Diagnosis
Severe aortic coarctation may be detected while the baby is still in the womb with ultrasound or right after birth. How soon a doctor can detect aortic coarctation depends on how severe the disease is.
Mild aortic coarctation, on the other hand, is generally asymptomatic in adults and older children and does not affect their health.
A diagnosis of coarctation of the aorta is performed by looking for any of the following signs:
- High blood pressure in the arms
- The legs have a lower blood pressure than the one of the arms
- The legs have a weak or delayed pulse
- Heart murmur, or a whooshing sound
Coarctation of the aorta can be diagnosed with any of the following tests:
- Echocardiogram: This test helps to locate aortic coarctation and determine its severity to determine the necessary treatment. Sound waves are used to make moving images of the heart, which can help confirm if the heart has any other congenital conditions, such as a bicuspid aortic valve.
- Electrocardiogram (ECG or EKG): In case of severe aortic coarctation, this test helps determine if the walls of the lower heart chambers are thickening, knows as ventricular hypertrophy. The test can be quickly completed without causing pain by measuring the electrical activity of the heart through sensors attached to the chest or the arms or legs and using wires to connect the sensors to a machine where the results appear or are printed out.
- Chest X-ray: Aortic coarctation can be determined with this procedure as it creates images of the heart and lungs, where the narrowed aorta at the area of the coarctation can be found.
- Cardiac magnetic resonance imaging (MRI): This test is useful for helping the medical team make a treatment plan as it creates detailed images of the heart and blood vessels by using magnetic fields and radio waves making it easier to locate which area of the aorta is narrowing, assess its severity, see if any other blood vessels have been injured with the disease as well as find other heart disorders.
- Computerized tomography (CT) scan: This test shows detailed cross-sectional images of the body by using X-rays.
- CT angiogram: With a dye and special X-rays, the test is useful for planning for treatment, locating the disease and measuring its severity level as it shows blood flowing in the veins and arteries as well as affected blood vessels.
- Cardiac catheterization: The test helps to assess how severe the blockages in the heart arteries are by inserting a thin and flexible tube into a blood vessel in the groin or wrist before guiding the tube to the heart. The surgeon then injects dye through the catheter which flows to arteries of the heart to allowing to see the vessels more easily on X-ray images or video. Sometimes a doctor also uses this catheterization process to treat coarctation of the aorta.
Treatment
Coarctation of the aorta can be treated in many ways, such as medications to keep the conditions in control and surgery to get the aorta fixed. A cardiovascular surgeon or a cardiologist will choose the best treatment for you based on your age of the time the disease is found and the severity of the disease.

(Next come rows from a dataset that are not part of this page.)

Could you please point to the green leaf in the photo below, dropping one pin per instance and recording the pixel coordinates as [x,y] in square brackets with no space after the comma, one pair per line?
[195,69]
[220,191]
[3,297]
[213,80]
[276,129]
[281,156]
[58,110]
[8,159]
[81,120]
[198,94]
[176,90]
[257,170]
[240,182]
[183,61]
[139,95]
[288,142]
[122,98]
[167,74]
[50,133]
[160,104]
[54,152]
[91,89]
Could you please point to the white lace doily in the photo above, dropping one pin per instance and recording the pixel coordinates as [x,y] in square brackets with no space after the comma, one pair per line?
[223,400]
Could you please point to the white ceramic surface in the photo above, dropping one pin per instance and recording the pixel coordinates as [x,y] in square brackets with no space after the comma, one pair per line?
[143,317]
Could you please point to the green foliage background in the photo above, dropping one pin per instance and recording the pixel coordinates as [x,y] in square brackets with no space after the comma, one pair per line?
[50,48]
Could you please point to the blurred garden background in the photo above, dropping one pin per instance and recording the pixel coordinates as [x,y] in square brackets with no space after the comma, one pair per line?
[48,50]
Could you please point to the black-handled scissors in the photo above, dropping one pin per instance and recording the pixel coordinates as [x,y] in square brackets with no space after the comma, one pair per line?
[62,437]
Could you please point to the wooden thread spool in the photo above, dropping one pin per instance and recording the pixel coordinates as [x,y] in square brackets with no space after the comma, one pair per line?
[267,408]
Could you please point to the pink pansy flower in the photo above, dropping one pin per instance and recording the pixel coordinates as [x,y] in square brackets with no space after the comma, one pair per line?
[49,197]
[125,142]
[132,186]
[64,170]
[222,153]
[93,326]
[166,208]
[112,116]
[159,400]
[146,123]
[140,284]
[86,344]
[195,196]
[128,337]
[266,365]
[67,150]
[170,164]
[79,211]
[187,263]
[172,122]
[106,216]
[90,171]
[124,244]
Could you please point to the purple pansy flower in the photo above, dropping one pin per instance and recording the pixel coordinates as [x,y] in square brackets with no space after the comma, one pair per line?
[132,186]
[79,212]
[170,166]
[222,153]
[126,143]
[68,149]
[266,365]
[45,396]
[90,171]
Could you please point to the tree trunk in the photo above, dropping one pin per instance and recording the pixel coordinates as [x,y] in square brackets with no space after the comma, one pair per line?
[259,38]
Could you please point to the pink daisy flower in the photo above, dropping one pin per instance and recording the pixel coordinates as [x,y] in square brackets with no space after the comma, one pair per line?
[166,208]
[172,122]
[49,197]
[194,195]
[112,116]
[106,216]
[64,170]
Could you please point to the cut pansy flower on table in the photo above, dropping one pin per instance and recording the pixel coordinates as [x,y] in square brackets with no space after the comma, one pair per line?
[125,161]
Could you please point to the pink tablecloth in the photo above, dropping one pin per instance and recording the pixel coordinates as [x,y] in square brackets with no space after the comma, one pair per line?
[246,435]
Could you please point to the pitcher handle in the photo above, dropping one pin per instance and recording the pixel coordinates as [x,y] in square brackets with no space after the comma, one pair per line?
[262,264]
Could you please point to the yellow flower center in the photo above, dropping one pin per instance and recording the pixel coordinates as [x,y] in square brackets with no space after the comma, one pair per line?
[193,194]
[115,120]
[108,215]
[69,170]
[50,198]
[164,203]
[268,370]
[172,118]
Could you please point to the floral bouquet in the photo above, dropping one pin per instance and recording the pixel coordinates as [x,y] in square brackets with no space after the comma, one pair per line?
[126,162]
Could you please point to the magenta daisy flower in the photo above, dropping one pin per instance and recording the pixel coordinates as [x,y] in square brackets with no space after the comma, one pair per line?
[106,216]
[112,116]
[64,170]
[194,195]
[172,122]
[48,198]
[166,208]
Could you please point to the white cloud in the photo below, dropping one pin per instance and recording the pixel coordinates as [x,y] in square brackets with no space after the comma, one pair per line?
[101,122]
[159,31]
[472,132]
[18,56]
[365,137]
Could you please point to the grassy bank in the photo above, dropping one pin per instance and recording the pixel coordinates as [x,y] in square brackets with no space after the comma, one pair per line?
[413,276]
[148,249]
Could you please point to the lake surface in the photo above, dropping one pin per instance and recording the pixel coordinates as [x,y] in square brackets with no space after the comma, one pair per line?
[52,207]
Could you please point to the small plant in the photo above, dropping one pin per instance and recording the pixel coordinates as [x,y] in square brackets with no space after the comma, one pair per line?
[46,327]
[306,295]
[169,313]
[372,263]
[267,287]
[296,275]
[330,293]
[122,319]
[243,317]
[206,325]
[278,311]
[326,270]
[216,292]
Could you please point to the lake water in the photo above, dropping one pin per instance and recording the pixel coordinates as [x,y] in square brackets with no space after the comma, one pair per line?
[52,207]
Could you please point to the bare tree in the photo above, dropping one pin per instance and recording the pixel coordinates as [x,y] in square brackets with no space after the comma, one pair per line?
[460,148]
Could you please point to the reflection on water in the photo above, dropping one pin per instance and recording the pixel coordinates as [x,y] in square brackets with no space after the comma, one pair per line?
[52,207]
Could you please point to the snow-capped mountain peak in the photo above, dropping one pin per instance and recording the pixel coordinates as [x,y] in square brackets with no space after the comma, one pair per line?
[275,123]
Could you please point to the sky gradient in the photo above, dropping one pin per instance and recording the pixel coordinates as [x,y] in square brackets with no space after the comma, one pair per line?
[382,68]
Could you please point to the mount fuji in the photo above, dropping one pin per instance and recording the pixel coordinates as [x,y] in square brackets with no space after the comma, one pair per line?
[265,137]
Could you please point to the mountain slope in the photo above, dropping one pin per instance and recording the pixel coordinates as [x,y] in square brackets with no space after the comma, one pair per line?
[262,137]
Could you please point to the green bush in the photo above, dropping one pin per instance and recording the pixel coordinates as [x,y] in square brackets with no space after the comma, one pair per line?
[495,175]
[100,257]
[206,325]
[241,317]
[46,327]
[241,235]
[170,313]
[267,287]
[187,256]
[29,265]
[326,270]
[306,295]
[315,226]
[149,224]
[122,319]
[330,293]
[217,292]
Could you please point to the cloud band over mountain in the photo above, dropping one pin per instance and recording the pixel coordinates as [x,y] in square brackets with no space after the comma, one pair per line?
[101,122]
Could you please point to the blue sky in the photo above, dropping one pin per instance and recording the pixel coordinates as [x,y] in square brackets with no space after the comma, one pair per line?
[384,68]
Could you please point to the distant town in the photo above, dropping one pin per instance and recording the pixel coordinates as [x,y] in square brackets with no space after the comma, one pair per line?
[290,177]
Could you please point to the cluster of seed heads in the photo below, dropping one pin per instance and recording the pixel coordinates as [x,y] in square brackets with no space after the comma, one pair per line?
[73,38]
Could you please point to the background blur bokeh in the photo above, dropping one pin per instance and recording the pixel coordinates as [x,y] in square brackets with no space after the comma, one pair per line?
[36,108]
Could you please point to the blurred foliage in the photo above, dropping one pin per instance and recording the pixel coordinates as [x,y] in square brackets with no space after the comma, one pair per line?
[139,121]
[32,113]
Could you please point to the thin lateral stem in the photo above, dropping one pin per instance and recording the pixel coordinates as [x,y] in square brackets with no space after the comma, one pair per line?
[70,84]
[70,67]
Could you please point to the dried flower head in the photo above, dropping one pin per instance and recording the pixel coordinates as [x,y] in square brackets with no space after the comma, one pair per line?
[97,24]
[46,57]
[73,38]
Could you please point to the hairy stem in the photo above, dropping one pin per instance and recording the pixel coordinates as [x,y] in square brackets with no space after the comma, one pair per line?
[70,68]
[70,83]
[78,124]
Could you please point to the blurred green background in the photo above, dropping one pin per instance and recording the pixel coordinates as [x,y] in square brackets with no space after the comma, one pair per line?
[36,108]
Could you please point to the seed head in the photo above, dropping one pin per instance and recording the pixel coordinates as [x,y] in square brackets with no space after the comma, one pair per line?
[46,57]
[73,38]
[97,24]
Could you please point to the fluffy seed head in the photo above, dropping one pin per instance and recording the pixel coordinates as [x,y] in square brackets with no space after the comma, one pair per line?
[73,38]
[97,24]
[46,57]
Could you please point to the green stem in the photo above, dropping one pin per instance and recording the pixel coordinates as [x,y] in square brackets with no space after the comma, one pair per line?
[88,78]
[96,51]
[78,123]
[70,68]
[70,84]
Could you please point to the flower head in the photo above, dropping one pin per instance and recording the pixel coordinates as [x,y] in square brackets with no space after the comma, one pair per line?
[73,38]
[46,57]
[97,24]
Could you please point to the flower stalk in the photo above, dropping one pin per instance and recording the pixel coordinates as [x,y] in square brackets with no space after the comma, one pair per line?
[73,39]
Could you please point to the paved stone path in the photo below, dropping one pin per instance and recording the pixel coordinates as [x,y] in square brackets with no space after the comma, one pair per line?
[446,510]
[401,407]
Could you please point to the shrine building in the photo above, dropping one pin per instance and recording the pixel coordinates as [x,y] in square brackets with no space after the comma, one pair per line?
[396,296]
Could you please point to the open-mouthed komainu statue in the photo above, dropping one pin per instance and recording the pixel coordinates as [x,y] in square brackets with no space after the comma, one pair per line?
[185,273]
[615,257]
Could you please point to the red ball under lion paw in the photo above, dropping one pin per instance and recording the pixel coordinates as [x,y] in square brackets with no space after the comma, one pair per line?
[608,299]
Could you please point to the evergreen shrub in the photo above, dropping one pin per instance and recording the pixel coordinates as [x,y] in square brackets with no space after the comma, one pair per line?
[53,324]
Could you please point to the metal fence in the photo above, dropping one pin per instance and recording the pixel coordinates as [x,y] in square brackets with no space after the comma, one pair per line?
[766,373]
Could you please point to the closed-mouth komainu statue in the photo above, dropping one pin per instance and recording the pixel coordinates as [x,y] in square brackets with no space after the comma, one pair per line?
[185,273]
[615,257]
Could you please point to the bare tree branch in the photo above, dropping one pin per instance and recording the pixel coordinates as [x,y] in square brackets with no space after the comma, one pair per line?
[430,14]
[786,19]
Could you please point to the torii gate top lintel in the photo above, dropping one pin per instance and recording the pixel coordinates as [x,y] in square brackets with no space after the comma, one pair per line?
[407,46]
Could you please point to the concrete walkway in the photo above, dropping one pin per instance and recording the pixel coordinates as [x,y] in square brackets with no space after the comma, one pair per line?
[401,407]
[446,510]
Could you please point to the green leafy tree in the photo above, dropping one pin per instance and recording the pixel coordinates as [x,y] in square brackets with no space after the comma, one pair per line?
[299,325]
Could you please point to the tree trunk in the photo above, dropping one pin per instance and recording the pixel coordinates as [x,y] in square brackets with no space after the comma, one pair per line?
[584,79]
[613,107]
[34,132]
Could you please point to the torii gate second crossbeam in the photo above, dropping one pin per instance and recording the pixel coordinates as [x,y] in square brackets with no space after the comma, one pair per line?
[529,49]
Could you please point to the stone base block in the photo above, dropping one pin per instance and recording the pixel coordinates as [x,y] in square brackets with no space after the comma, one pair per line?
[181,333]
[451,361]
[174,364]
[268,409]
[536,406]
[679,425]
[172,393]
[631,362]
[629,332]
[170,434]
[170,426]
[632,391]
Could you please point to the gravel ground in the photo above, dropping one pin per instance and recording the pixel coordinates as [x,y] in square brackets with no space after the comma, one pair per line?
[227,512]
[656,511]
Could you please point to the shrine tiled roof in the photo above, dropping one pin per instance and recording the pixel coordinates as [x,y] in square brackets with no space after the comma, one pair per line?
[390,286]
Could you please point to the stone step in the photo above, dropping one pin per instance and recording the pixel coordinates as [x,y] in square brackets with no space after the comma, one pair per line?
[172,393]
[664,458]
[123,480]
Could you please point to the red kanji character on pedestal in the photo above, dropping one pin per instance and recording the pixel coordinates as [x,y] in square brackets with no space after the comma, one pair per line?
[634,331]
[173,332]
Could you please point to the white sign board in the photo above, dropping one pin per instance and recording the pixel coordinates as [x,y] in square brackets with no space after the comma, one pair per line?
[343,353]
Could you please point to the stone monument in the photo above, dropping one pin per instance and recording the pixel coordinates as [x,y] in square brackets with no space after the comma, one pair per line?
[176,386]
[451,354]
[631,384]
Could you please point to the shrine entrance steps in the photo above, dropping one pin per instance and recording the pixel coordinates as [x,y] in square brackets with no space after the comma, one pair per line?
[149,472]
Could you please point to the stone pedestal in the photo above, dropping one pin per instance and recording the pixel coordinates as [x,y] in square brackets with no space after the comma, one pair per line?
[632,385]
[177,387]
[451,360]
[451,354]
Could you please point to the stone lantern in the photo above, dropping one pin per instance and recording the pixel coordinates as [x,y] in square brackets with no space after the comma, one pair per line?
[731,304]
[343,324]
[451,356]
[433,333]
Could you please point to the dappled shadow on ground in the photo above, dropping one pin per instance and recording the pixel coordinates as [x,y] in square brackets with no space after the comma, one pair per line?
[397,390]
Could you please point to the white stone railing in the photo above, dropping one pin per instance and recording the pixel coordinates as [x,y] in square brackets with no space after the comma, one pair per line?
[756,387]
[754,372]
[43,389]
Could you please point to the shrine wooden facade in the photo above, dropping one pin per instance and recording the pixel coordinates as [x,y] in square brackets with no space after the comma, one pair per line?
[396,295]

In certain cases, the medical team will treat aortic coarctation together with other congenital heart issues if they have found any of them in your body.
Medication
Your doctor might prescribe blood pressure medications before surgery to repair the aorta to enhance the efficiency of the surgery. You might be prescribed blood pressure medications before or after repair surgery. Even in case of a successful surgery which helps normalize your blood pressure, you might still need to take the medications after the surgery.
In case of treating a baby with severe aortic coarctation, a doctor might prescribe a medication that keeps its ductus arteriosus open so that blood can flow through a narrowing area of the aorta until surgery is done.
Surgery
Aortic coarctation can be treated as following:
- Balloon angioplasty and stenting: This procedure is usually chosen first and it uses a thin and flexible catheter with an uninflated balloon inserted into an artery in the groin. The doctor will then use X-rays to guide the catheter through the blood vessels to the heart and then to the area affected by aortic coarctation. The doctor will inflate the balloon at the catheter to widen the aorta to allow blood to flow through the artery. The doctor might also try to prevent
aortic re-narrowing by placing a stent in the affected area to keep the artery open.
- Resection with end-to-end anastomosis: In this procedure, the doctor tries to remove the narrowed area of the aorta (resection) before connecting the two normal parts of the aorta (anastomosis).
- Subclavian flap aortoplasty: A doctor tries to widen the narrowed part of the aorta using a part of the left subclavian artery, which is responsible for delivering blood to the left arm.
- Bypass graft repair: the surgeon changes the direction of blood in the area and the aorta affected by aortic coarctation by using a graft.
- Patch aortoplasty: This option is recommended for those whose coarctation affects a long area of the aorta. The surgeon will try to expand the affected area by cutting across the vessel to attach a synthetic material there.